Câmara aprova regra para proteger contribuinte de desfazimento de decisão favorável
CCJ aprova projeto de lei que limita revisão de decisões tributárias favoráveis a contribuintes
A Comissão de Constituição e Justiça e de Cidadania (CCJ) da Câmara dos Deputados deu um passo significativo para reforçar a segurança jurídica dos contribuintes brasileiros. Em uma recente sessão, o colegiado aprovou um projeto de lei que visa blindar decisões judiciais favoráveis a contribuintes em matéria tributária, impondo um rito específico para sua eventual revisão. A proposta busca limitar as situações em que tais decisões, já cobertas pela coisa julgada, podem ser desfeitas, atrelando a desconstituição exclusivamente à ação rescisória e a posteriores entendimentos do Supremo Tribunal Federal (STF) sobre a constitucionalidade de um tributo.
Contexto da Medida: Fim da Surpresa Fiscal
Atualmente, a jurisprudência do Supremo Tribunal Federal permite que a Fazenda Pública realize a cobrança de tributos, mesmo de contribuintes que no passado obtiveram decisões judiciais transitadas em julgado a seu favor. Isso ocorre quando há uma decisão posterior da própria Corte, seja em controle concentrado de constitucionalidade ou em recurso com repercussão geral, que declare a constitucionalidade da norma tributária em questão. Essa prática tem gerado incerteza e insegurança para empresas e cidadãos, que podem ser surpreendidos por novas exigências fiscais anos após uma vitória judicial definitiva.

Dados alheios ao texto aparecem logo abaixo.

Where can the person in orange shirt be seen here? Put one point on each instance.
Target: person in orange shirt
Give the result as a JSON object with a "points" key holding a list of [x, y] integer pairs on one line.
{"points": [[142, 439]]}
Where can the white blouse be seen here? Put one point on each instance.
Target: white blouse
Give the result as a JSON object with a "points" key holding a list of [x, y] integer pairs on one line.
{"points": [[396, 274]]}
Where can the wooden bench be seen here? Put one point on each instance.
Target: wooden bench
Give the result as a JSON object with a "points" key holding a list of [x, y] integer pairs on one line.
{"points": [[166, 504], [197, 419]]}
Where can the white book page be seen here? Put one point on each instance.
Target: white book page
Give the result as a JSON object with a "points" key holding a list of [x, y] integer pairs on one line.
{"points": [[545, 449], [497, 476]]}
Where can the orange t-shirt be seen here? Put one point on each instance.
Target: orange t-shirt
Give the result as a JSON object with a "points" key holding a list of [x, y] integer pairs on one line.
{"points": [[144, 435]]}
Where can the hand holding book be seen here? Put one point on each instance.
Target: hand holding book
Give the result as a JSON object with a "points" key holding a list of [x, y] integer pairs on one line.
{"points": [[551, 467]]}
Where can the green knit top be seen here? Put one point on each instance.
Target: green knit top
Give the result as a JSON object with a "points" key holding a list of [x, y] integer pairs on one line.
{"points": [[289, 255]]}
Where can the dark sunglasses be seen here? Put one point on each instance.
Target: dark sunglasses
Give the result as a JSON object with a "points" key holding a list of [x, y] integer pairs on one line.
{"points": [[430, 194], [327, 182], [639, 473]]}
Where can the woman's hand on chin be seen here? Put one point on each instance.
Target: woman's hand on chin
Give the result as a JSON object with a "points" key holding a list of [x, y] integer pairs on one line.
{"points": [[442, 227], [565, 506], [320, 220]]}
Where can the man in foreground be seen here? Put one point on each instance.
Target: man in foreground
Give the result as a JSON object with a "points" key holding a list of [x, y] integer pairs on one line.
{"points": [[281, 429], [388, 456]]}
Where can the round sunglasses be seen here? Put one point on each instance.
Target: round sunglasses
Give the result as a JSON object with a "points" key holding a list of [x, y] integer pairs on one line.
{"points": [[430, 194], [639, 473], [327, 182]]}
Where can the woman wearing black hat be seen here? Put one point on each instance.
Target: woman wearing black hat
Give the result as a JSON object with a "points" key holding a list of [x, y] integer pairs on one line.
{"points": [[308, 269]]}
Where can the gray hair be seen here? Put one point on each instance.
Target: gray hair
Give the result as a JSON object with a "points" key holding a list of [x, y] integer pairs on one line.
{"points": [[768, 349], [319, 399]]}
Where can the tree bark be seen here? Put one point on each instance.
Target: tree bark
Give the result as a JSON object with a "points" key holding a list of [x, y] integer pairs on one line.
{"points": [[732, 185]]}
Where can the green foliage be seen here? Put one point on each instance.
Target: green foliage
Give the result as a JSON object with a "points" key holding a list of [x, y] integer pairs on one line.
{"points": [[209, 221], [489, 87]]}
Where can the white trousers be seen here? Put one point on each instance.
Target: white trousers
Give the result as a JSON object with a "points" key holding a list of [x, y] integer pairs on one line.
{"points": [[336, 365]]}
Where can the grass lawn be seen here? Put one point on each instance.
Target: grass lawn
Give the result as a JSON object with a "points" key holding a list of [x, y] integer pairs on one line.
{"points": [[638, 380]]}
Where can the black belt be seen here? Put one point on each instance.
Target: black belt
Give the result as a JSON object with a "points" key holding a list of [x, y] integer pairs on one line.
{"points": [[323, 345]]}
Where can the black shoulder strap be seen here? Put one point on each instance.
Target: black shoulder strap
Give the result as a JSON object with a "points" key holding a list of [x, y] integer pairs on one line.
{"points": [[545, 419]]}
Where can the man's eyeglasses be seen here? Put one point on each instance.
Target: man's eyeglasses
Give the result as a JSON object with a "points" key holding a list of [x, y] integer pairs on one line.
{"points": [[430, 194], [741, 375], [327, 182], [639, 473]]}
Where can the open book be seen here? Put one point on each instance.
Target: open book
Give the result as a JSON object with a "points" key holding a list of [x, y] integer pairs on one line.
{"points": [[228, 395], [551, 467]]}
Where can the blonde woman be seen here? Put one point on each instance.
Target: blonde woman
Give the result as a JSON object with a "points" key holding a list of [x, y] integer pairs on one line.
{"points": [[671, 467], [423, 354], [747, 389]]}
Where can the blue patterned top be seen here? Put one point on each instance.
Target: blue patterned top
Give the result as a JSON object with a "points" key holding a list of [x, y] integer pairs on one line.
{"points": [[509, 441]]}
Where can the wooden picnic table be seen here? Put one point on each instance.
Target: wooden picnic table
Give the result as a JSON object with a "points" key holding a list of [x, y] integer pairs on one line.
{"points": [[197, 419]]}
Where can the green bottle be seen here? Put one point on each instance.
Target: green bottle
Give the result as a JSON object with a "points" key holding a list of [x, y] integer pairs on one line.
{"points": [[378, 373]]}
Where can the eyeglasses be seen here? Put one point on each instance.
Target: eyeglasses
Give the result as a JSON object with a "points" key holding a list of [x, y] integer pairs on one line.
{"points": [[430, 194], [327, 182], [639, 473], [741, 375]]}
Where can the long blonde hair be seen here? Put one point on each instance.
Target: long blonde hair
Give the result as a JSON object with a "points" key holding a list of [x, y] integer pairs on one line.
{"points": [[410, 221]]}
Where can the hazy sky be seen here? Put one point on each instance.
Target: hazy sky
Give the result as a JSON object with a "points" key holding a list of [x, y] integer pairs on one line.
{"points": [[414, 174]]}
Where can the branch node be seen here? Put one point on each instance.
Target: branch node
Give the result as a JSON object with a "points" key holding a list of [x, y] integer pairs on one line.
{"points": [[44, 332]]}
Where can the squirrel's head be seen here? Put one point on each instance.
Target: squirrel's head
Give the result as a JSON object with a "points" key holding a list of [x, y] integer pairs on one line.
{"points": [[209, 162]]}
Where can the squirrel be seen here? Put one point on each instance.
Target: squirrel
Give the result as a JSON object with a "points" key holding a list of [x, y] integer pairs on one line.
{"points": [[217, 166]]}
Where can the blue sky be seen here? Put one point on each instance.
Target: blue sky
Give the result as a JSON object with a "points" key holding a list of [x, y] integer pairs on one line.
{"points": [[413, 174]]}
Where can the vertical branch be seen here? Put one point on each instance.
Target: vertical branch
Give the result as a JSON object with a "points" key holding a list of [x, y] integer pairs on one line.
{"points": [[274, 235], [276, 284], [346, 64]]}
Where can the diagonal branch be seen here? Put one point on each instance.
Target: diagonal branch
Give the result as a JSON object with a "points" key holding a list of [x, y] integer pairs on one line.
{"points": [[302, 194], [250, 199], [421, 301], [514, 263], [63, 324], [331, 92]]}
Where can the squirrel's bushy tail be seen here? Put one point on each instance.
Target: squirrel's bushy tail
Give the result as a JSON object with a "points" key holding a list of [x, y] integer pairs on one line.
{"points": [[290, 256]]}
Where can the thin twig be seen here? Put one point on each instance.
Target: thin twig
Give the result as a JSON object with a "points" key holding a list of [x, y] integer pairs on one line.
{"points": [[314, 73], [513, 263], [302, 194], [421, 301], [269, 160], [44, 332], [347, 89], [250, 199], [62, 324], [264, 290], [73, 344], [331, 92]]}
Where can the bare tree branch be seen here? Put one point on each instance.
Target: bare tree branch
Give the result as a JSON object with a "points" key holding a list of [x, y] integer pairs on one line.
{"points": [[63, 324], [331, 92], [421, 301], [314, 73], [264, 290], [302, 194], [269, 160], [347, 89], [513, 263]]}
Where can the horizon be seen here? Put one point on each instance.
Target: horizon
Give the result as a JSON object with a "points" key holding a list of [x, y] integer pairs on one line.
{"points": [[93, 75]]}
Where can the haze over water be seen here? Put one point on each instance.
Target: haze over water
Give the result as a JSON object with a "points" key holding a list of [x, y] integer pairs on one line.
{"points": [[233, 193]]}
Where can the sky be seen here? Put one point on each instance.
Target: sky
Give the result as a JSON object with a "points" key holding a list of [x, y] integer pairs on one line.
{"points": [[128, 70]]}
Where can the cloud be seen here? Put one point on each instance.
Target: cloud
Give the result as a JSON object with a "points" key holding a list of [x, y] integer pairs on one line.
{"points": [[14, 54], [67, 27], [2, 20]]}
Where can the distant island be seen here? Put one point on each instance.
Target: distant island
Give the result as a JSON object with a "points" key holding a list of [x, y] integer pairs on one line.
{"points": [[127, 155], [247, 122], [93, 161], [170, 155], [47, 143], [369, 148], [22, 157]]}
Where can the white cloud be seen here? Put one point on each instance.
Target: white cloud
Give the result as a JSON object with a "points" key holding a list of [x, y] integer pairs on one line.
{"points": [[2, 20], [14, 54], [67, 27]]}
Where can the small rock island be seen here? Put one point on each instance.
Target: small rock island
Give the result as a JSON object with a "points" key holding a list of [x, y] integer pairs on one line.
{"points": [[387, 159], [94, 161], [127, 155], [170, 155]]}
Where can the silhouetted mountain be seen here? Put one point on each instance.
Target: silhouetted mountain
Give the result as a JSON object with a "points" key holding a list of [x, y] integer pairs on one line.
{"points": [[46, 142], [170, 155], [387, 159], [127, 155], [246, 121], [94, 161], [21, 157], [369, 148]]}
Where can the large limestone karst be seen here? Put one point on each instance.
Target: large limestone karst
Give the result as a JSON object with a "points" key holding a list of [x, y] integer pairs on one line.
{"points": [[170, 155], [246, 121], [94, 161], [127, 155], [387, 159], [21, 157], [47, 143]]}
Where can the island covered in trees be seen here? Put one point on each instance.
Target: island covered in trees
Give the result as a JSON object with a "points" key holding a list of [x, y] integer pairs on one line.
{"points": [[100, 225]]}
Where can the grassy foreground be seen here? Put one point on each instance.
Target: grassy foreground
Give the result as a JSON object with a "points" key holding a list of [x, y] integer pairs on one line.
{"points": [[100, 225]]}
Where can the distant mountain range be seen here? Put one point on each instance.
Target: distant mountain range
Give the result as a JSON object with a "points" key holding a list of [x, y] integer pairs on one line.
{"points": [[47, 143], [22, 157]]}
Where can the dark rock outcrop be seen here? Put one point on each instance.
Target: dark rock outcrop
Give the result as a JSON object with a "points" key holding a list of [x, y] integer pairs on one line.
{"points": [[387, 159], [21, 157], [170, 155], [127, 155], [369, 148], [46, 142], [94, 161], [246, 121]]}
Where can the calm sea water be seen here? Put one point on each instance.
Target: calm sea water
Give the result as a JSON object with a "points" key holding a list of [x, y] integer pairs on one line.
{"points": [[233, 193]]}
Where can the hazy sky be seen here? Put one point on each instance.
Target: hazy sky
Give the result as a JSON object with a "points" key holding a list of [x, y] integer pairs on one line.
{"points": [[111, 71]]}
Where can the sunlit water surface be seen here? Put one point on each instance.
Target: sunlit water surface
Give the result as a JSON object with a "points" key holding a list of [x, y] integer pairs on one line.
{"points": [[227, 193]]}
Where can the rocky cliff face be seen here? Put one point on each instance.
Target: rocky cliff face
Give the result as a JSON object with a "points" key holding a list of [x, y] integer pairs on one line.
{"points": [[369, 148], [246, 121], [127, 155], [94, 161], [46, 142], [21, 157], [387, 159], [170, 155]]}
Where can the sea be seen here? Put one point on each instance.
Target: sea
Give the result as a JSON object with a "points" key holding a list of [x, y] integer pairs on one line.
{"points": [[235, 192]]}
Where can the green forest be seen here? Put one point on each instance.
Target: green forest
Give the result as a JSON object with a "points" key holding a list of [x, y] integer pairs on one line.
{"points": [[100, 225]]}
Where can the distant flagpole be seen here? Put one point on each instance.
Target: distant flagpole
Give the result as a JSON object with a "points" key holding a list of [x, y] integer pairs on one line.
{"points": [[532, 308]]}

Ação Rescisória: O Caminho para a Revisão
Para mitigar essa insegurança, o texto aprovado pela CCJ estabelece a ação rescisória como o único instrumento jurídico capaz de anular uma decisão judicial definitiva que tenha favorecido o contribuinte. Este recurso, previsto no Código de Processo Civil (CPC), permite a desconstituição de sentenças das quais não cabe mais recurso, quando estas contrariarem entendimento posterior do STF sobre a constitucionalidade de um tributo. O propósito é oferecer um rito processual claro e limitado, assegurando o devido processo legal e o direito de defesa do contribuinte.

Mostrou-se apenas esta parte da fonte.